By Claire Amber Young

Christmas is coming – and so are all those novelty foodstuffs that grab the headlines. They might not be staples in the larder, but products like Walkers’ Brussels Sprout crisps are staples of festive food and drink PR campaigns.

The food stunt has long been a favourite tactic of those looking for publicity. Just as an example, one of Scotland’s supposed national dishes – the deep-fried Mars Bar – was dreamt up by a tabloid journalist to promote his pal’s chippy in Stonehaven two decades ago.

Stunts live long in the memory. And that’s what Walkers is relying on as it and other brands use the technique to boost brand awareness.

Pretty much everyone who tries those Brussels Sprout crisps is expecting to dislike them. It’s a challenging product – the kind of thing you’d eat for a dare, or because someone in the office has bought them to share for a laugh.

It’s a product that’s all about promoting Walkers, which has a history of stunts involving its flavours (remember Salt & Lineker, anyone?). Much of the firm’s marketing hinges on being talked about for off-the-wall and fun choices.

This festive season, it is even offering Christmas-themed multipacks, one for Sprout Lovers (with sprouts, turkey and stuffing, and glazed ham in the pack) and one for Sprout Haters (cheese and cranberry replaces the sprouts).

Controversial combinations

The company isn’t responding to a demand with these products, there’s no suddenly emerging taste trend; it’s purely for the novelty, for being seen and for making that brand impression. And as a by-product of this food and drink PR stunt, they’ve produced an easy stocking-filler for people who love (or loathe) sprouts.

These new, novel flavours and controversial combinations certainly grab the attention – and not just of journalists. I saw Iceland’s Marmite Brussel Sprouts (surely the most divisive foodstuff ever invented) crop up in my Facebook feed three times in one evening last week.

The novelty aspect, combined with the demand for Christmassy copy, means that there’s a newsiness to these products that journalists find difficult to ignore and people just can’t help talking about. That’s why the festive special is a guaranteed food and drink PR win.

Thus, we saw Lidl getting plaudits for its £7.99 Christmas dinner for six inside a Yorkshire Pudding rap, while Aldi landed coverage with its foot-long pigs in blankets. Yum.

Sainsbury’s entered the fray with its own pigs in blankets contribution – this time as a tea, alongside a sprout-flavoured one. You can bet only one bag from each of those boxes will ever find itself in hot water.

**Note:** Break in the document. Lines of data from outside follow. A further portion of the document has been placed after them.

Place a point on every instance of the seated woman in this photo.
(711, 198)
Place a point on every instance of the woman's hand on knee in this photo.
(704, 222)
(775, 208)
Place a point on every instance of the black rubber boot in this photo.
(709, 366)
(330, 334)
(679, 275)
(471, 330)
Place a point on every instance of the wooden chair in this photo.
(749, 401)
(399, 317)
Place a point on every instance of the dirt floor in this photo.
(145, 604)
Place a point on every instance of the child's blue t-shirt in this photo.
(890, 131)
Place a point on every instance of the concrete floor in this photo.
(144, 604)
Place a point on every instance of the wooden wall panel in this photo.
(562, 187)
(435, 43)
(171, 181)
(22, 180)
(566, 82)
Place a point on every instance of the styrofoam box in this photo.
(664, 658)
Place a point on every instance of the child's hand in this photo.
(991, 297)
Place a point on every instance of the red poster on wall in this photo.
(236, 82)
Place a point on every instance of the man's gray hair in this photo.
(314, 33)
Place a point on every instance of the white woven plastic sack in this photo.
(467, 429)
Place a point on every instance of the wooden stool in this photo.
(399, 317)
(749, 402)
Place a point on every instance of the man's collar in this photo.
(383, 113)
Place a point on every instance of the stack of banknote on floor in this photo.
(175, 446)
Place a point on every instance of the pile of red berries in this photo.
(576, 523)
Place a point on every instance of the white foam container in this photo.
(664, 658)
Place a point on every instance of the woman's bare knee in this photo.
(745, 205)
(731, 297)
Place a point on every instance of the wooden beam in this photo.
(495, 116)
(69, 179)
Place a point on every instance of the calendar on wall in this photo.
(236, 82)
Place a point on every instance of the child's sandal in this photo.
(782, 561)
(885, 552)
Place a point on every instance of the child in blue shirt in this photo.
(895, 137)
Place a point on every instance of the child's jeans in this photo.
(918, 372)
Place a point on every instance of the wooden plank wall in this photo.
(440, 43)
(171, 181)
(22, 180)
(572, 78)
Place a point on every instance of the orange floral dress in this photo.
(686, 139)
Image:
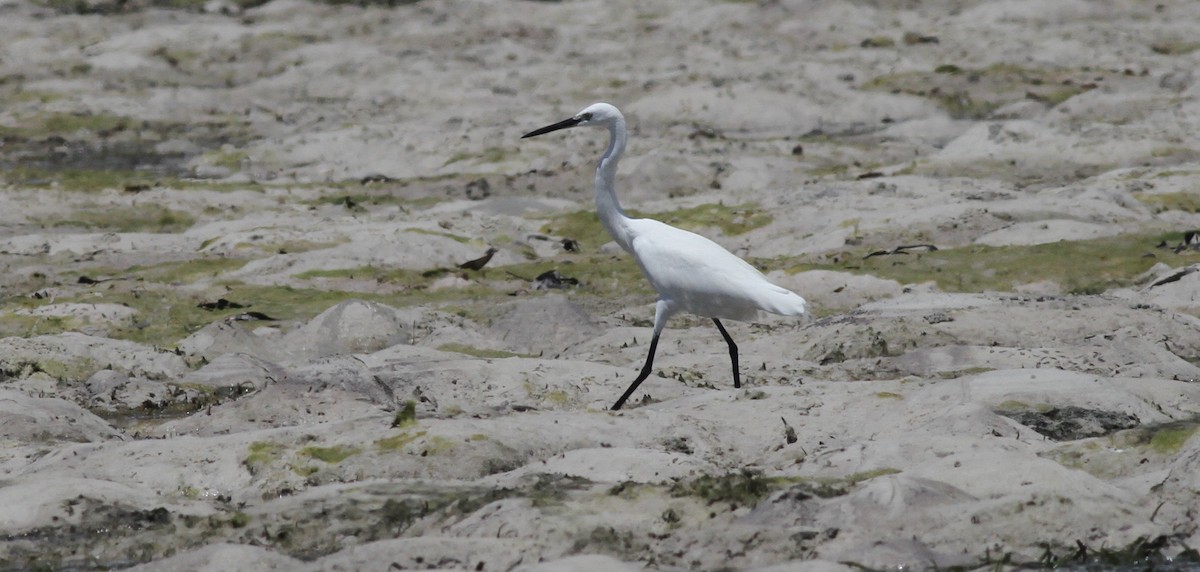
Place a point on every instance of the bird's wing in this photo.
(703, 277)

Novelty drives brand awareness

For the supermarkets, this kind of own-brand product reminds shoppers that they’re there. For brands the idea is to get themselves spotted by retailers and consumers.

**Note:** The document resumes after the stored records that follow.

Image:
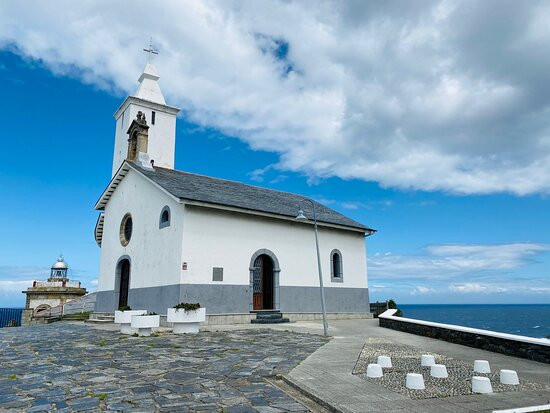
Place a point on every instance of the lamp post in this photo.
(302, 217)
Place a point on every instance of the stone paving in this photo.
(73, 367)
(406, 359)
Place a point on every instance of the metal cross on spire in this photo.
(151, 50)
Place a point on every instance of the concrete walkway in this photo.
(326, 374)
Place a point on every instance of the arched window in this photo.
(336, 266)
(164, 220)
(126, 229)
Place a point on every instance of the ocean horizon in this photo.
(532, 320)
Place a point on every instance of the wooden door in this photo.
(257, 285)
(124, 283)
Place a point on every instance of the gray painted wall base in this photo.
(236, 299)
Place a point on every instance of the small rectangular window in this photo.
(217, 274)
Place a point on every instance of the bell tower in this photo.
(161, 121)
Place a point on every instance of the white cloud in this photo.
(421, 290)
(469, 288)
(433, 96)
(447, 261)
(9, 286)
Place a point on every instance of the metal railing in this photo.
(378, 308)
(10, 317)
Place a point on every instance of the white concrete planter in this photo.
(415, 381)
(427, 360)
(481, 385)
(482, 366)
(384, 361)
(439, 371)
(124, 318)
(509, 377)
(374, 371)
(144, 324)
(186, 322)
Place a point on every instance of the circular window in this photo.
(126, 230)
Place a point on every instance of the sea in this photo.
(532, 320)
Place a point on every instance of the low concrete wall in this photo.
(537, 349)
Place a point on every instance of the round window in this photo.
(126, 230)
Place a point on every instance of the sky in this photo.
(428, 121)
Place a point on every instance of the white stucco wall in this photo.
(52, 302)
(162, 135)
(154, 253)
(214, 238)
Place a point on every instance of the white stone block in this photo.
(124, 318)
(482, 366)
(481, 385)
(415, 381)
(439, 371)
(509, 377)
(427, 360)
(144, 324)
(374, 370)
(384, 361)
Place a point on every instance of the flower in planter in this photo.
(187, 306)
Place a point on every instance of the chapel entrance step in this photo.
(269, 317)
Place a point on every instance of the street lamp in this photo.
(302, 217)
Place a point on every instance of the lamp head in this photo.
(301, 216)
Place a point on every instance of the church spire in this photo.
(149, 88)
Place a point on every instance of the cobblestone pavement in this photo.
(406, 359)
(72, 367)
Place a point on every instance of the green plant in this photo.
(187, 306)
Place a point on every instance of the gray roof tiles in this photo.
(202, 188)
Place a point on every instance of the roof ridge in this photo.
(238, 182)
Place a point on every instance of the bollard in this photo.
(509, 377)
(439, 371)
(415, 381)
(374, 371)
(481, 385)
(482, 366)
(427, 360)
(384, 361)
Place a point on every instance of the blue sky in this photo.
(58, 138)
(427, 122)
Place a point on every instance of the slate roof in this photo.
(202, 188)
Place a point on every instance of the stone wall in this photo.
(517, 346)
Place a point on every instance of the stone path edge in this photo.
(291, 382)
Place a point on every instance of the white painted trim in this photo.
(267, 215)
(389, 315)
(99, 228)
(147, 103)
(119, 176)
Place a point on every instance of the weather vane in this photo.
(150, 50)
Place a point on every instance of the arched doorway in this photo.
(123, 282)
(264, 281)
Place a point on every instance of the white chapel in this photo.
(169, 236)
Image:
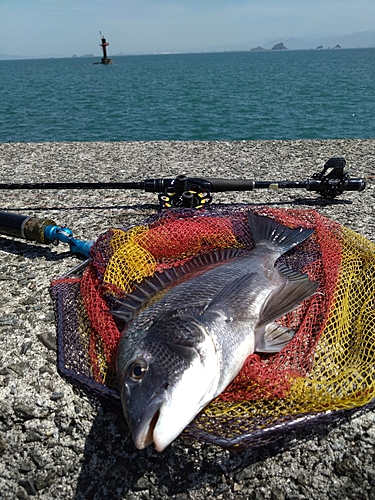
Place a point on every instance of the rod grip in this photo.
(26, 227)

Retailers will be thinking about how the novelty products drive brand awareness, and see that the brand has money to put into these kind of promotional products that have a very short life on the supermarket shelves. They also know that loyal consumers will be willing to take a chance on this kind of product, while the novelty might draw in people who are new to the brand.

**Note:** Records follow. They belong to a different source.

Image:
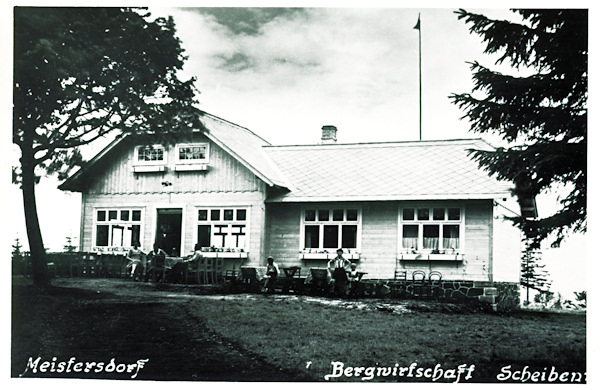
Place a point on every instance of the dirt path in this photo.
(82, 323)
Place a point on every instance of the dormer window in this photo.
(149, 158)
(154, 154)
(191, 157)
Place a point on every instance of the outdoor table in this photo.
(359, 274)
(319, 275)
(171, 261)
(290, 272)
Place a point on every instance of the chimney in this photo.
(328, 134)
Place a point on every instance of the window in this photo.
(223, 228)
(117, 228)
(154, 154)
(326, 229)
(192, 153)
(431, 229)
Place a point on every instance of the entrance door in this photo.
(168, 230)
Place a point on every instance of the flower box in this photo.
(430, 257)
(226, 255)
(327, 256)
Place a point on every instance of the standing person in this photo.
(337, 267)
(135, 257)
(154, 259)
(353, 279)
(271, 277)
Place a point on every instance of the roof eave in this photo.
(384, 198)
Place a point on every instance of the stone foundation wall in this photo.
(500, 296)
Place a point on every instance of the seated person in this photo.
(353, 278)
(155, 259)
(271, 276)
(338, 262)
(136, 258)
(337, 266)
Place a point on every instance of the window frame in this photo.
(222, 221)
(321, 224)
(421, 223)
(139, 162)
(205, 160)
(116, 223)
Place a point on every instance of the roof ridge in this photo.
(382, 143)
(236, 125)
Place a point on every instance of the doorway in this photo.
(168, 230)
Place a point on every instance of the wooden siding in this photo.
(379, 240)
(188, 203)
(507, 245)
(226, 183)
(224, 174)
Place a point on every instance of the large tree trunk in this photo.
(39, 266)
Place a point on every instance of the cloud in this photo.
(246, 21)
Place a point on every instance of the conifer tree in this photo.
(541, 116)
(82, 73)
(533, 273)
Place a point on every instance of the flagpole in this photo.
(418, 27)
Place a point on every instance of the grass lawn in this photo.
(189, 336)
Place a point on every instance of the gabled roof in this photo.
(416, 170)
(244, 145)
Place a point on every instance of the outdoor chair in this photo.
(435, 283)
(209, 270)
(158, 268)
(319, 279)
(218, 273)
(90, 266)
(419, 284)
(250, 279)
(76, 265)
(398, 286)
(120, 262)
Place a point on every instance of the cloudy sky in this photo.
(286, 72)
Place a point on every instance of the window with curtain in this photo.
(117, 228)
(329, 229)
(431, 229)
(222, 228)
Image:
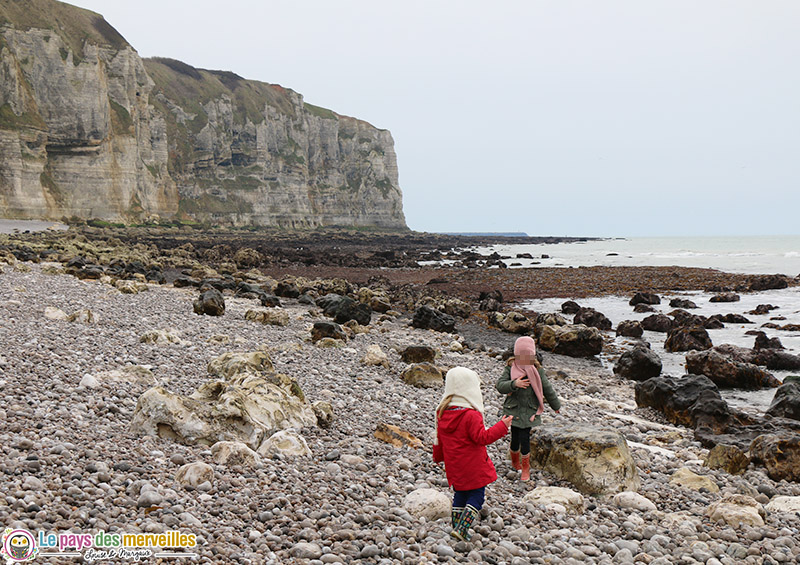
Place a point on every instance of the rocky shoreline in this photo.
(74, 461)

It’s established brands that have a strong position in the public conscience that branch out like this. It doesn’t particularly matter whether these short-term novelty products succeed – they have the freedom to do these kind of promotional activities for a limited time. It’s not a risk for them to invest in the product research, development and manufacturing in the way it would be for a smaller brand. In the end, it’s great PR, and shareable social content.

And who knows, some of these flavour combinations might stick around. Not that long ago, the idea of sweet and salty popcorn seemed outlandish. Pringles is trying a similar surprise with its festive flavour – Prosecco and Pink Peppercorn. Who knows – could these celebratory crisps take off?